Heute würden die Suffragetten wegen ihrer Gewaltbereitschaft, auch wenn sie sich nur gegen Gegenstände oder sich selbst richtete, zweifelsohne als gefährliche Terroristinnen eingestuft, überwacht und vielleicht inhaftiert. Denn sie gingen wie Terroristen vor. Diese spekulieren, wie der Kunstphilosoph Boris Groys schreibt, immer auf die mediale Verwertung ihrer Taten und passen ihre Strategien entsprechend an. Im Gegensatz zu einem kriegerischen Akt geht es nicht um die Besetzung realer, sondern symbolischer Territorien. Das Spektakel dient dazu, medialen Raum zu besetzen und Aufmerksamkeit zu gewinnen.

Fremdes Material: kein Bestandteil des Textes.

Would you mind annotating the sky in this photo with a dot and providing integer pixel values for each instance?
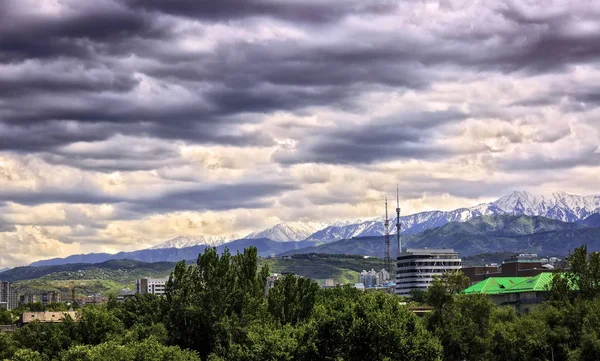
(124, 123)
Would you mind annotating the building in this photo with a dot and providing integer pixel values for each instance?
(46, 317)
(416, 268)
(384, 277)
(271, 280)
(369, 279)
(8, 296)
(155, 286)
(91, 300)
(50, 297)
(27, 299)
(522, 265)
(520, 293)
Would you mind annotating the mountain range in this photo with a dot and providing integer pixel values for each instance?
(292, 236)
(559, 205)
(485, 234)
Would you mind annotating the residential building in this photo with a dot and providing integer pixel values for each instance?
(369, 279)
(360, 286)
(8, 296)
(47, 317)
(520, 293)
(384, 277)
(27, 299)
(91, 300)
(50, 297)
(155, 286)
(271, 280)
(416, 268)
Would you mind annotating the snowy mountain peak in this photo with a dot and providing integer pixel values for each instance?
(558, 205)
(190, 241)
(289, 231)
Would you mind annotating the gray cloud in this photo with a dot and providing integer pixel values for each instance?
(405, 136)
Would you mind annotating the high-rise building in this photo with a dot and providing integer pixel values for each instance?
(8, 296)
(155, 286)
(50, 297)
(369, 279)
(416, 268)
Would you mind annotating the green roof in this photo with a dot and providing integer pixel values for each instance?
(495, 285)
(540, 282)
(500, 285)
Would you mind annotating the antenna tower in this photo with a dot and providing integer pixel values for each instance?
(398, 224)
(388, 258)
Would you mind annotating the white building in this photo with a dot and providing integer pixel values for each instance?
(8, 296)
(369, 279)
(155, 286)
(416, 268)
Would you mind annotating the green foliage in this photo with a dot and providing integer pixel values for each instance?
(443, 288)
(462, 326)
(209, 304)
(351, 325)
(292, 299)
(5, 317)
(218, 310)
(27, 355)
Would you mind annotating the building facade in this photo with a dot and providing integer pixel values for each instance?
(155, 286)
(417, 268)
(50, 297)
(8, 296)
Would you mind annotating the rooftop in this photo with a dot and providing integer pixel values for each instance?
(502, 285)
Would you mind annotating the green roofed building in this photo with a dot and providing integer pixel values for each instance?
(521, 293)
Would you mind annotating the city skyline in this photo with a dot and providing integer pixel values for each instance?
(125, 122)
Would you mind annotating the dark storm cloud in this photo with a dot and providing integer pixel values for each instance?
(55, 195)
(220, 197)
(83, 32)
(408, 136)
(86, 64)
(323, 11)
(249, 194)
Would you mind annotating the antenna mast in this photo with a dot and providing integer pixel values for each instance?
(388, 259)
(398, 224)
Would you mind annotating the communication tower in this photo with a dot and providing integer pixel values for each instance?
(388, 254)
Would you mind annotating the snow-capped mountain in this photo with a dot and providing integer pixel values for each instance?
(190, 241)
(560, 205)
(289, 231)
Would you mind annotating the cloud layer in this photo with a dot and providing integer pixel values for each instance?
(127, 122)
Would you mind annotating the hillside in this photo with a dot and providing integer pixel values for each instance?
(265, 247)
(341, 268)
(114, 275)
(120, 271)
(493, 233)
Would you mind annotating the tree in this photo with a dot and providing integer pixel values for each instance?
(292, 299)
(349, 325)
(97, 325)
(209, 304)
(5, 317)
(27, 355)
(462, 326)
(443, 288)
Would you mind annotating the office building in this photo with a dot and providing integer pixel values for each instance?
(50, 297)
(8, 296)
(155, 286)
(368, 279)
(416, 268)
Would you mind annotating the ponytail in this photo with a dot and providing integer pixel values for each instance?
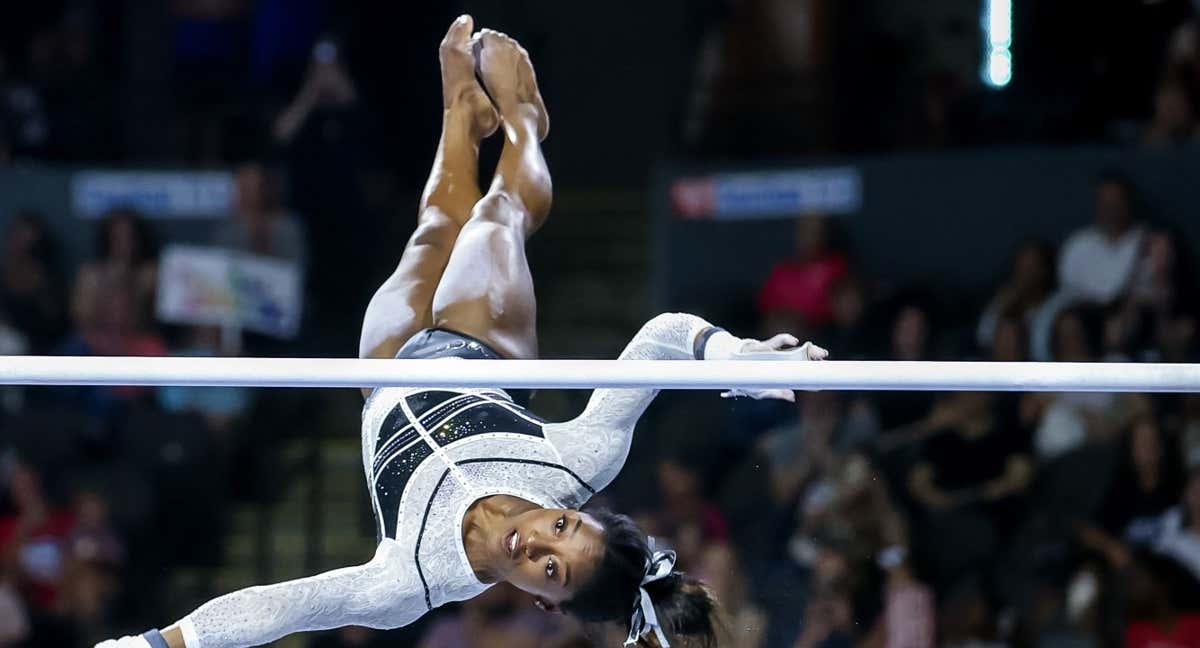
(685, 607)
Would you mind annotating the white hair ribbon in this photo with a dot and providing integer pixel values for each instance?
(645, 621)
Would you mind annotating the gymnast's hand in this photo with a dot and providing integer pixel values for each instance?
(780, 347)
(125, 642)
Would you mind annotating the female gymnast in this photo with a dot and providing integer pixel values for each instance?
(468, 487)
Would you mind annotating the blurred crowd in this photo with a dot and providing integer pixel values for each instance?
(169, 456)
(868, 520)
(919, 520)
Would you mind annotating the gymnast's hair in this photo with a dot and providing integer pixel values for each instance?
(685, 607)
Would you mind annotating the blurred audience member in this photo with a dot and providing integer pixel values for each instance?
(910, 340)
(1024, 295)
(745, 622)
(117, 330)
(967, 485)
(1147, 480)
(502, 616)
(208, 53)
(969, 619)
(261, 225)
(1009, 342)
(798, 289)
(799, 453)
(1175, 115)
(1097, 263)
(847, 335)
(95, 555)
(328, 89)
(34, 540)
(24, 126)
(125, 255)
(1155, 619)
(220, 406)
(1067, 421)
(30, 286)
(685, 516)
(1158, 318)
(910, 609)
(13, 617)
(1179, 534)
(828, 618)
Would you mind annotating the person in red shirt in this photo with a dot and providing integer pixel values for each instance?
(1155, 618)
(799, 287)
(33, 539)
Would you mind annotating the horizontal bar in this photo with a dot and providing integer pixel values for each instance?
(327, 372)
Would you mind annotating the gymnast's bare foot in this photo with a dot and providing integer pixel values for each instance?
(460, 90)
(507, 72)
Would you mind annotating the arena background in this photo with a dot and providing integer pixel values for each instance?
(861, 172)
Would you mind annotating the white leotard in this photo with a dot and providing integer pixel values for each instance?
(429, 454)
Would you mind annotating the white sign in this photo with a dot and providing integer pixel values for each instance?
(159, 195)
(217, 287)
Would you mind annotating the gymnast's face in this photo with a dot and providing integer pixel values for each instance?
(550, 552)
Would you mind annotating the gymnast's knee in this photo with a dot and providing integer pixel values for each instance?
(499, 208)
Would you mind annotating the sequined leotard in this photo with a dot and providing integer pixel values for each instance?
(429, 454)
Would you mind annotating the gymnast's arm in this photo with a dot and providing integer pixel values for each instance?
(376, 594)
(597, 441)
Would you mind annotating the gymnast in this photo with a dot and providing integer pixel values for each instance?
(468, 487)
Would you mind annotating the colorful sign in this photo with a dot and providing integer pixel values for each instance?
(210, 286)
(738, 196)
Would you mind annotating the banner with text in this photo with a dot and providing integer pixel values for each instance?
(210, 286)
(743, 196)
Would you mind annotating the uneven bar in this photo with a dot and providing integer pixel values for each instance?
(327, 372)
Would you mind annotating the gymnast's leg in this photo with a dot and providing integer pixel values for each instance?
(402, 306)
(486, 291)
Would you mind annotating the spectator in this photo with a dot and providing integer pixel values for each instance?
(221, 407)
(846, 334)
(30, 287)
(1179, 534)
(969, 619)
(34, 540)
(910, 340)
(328, 89)
(1155, 618)
(687, 517)
(1158, 319)
(741, 616)
(261, 225)
(910, 610)
(967, 485)
(1009, 343)
(1147, 480)
(117, 330)
(827, 429)
(125, 255)
(1024, 295)
(1067, 421)
(798, 289)
(501, 616)
(24, 127)
(1175, 118)
(1097, 263)
(95, 555)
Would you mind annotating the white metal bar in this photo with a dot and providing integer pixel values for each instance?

In Europa müssen Frauen keine Bomben mehr werfen, um sich Rechte zu erkämpfen. In anderen Teilen der Welt ist es aber um ihre Rechte ziemlich viel schlechter bestellt. Manche wählen deswegen den Weg des gewaltsamen Widerstandes. Auch wenn die Gewalt sich meist nur gegen Symbole oder Normen richtet, macht die verbreitete Angst vor Terrorismus es leicht, sie als Terroristinnen zu klassifizieren und drastisch zu bestrafen. Zeitenössische feministische Aktivistinnen im arabischen Raum oder die Mitglieder der Band Pussy Riot können davon ein Lied singen. Auch wenn sie bei ihren illegalen Aktionen höchstens Sachschaden verursacht oder religiöse Gefühle von Mitbürger verletzt haben, wurden sie mit drastischen Strafen sanktioniert.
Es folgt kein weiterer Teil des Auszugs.